Introduction
Healthcare procurement is under pressure from every direction at once. Supply expenses per patient jumped 18.5% from 2019 to 2022, outpacing general inflation by nearly 30%, according to the American Hospital Association. Medical supplies now represent roughly 10.5% of the average hospital's operating budget - and that figure climbed another $6.6 billion between 2022 and 2023 alone.
At the same time, PE sponsors are demanding faster EBITDA improvement, regulators are tightening oversight, and supply chain shocks that once felt anomalous now arrive on a near-annual basis.
The organizations still running procurement on legacy assumptions - stable supplier relationships, predictable SKU counts, manageable regulatory load - are finding those assumptions increasingly expensive. Every month spent without addressing these gaps compounds the cost of catching up.
This guide covers the forces reshaping healthcare procurement over the next five years, the strategic pillars every organization must build, and a practical path to closing the capability gap.
TLDR
- Medical supply costs are rising faster than inflation and now consume ~10.5% of hospital budgets
- AI, value-based sourcing, and supply regionalization are rewriting the procurement playbook
- Five pillars define future-proof procurement: strategic sourcing, spend visibility, compliance, technology, and clinical alignment
- The talent gap is real; a blended onshore-offshore model is emerging as the practical solution
- Start with a spend diagnostic before investing in platforms or headcount
Why Current Healthcare Procurement Strategies Are Falling Short
Most healthcare procurement functions were designed for a different environment: a handful of trusted suppliers, predictable demand cycles, and enough budget buffer to absorb occasional inefficiencies. That structural assumption no longer holds.
COVID-19 exposed what was already broken. When the VA needed PPE at scale, antiquated inventory systems made the situation worse and some vendors failed to deliver entirely - the system ultimately obligated more than $4 billion for COVID-related products and services by May 2021.
The VA is a large, well-resourced system.

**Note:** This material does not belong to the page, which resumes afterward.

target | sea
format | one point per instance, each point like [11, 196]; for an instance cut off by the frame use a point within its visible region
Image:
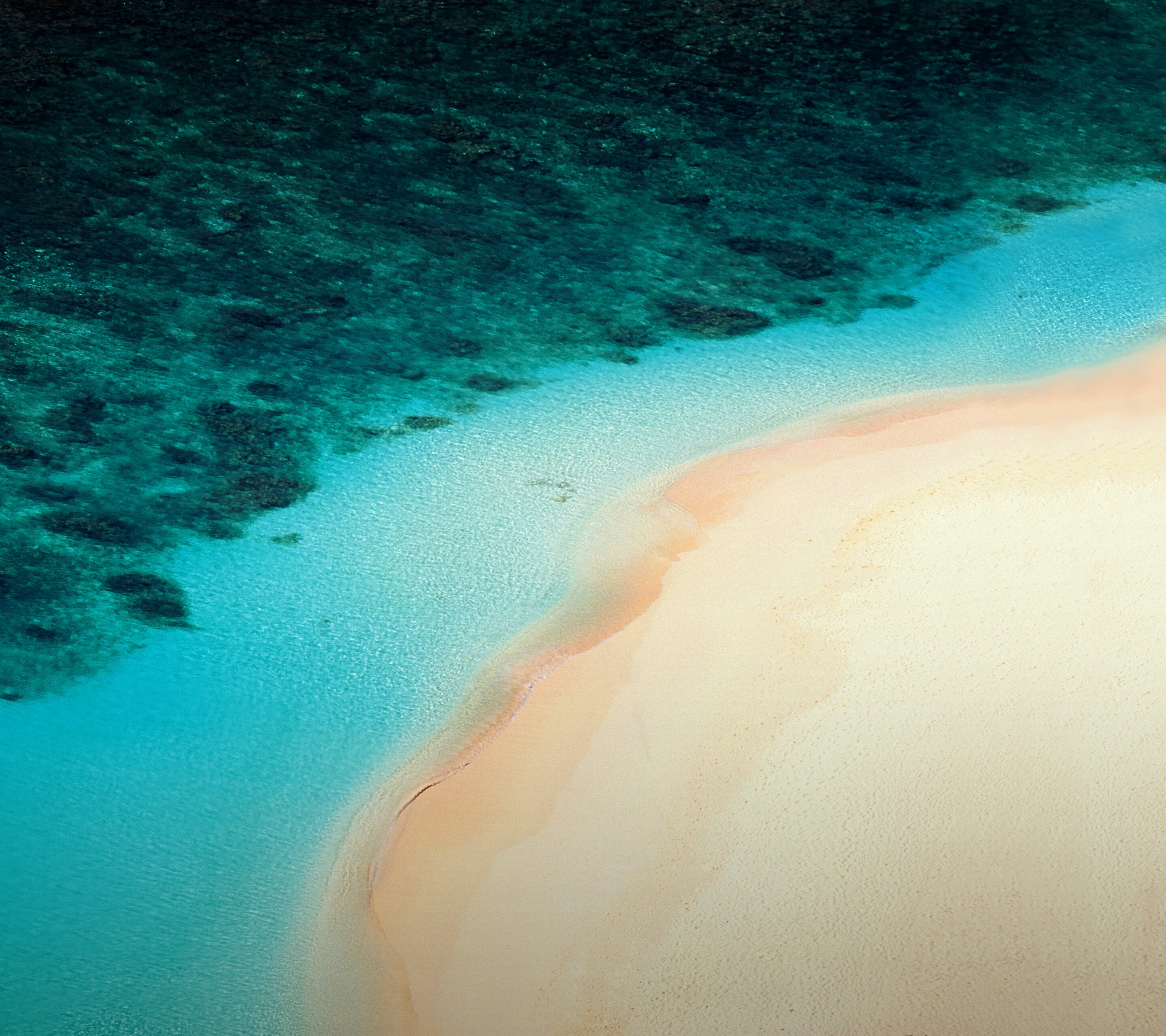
[172, 822]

Mid-market providers had even less margin for error.
The Operational Deficiencies Holding Teams Back
The gaps look similar across organizations:
- Fragmented spend data - purchases tracked separately across facilities, departments, and ERPs, with no consolidated view
- Limited sourcing coverage - procurement teams reactive rather than proactive, managing POs rather than categories
- Weak supplier visibility - no systematic monitoring of supplier financial health, delivery performance, or concentration risk
- Manual workflows - approval chains, contract tracking, and spend reporting still dependent on spreadsheets and email threads

Mid-market and PE-backed healthcare organizations growing through acquisition inherit all of these gaps simultaneously - often without the procurement infrastructure to consolidate them.
The EBITDA Consequence
HFMA research estimates that healthcare organizations pay 7% to 12% more than other industries for comparable nonclinical goods and services. Non-clinical spending alone can represent up to 30% of a health system's total spend. For a mid-market provider generating $200M in revenue, that gap translates to roughly $4M–$7M in excess annual spend - recoverable margin that most organizations aren't tracking.
Key Trends Reshaping Healthcare Procurement in the Next Five Years
AI and Predictive Analytics
AI in healthcare procurement has moved past basic automation. Health systems like Cleveland Clinic are now using AI and automated workflows to strengthen supply chain operations - including GenAI applications for sourcing and procurement, according to AHRMM. Predictive analytics is being used to maintain supply continuity during disruptions such as natural disasters, moving organizations from reactive firefighting to proactive planning.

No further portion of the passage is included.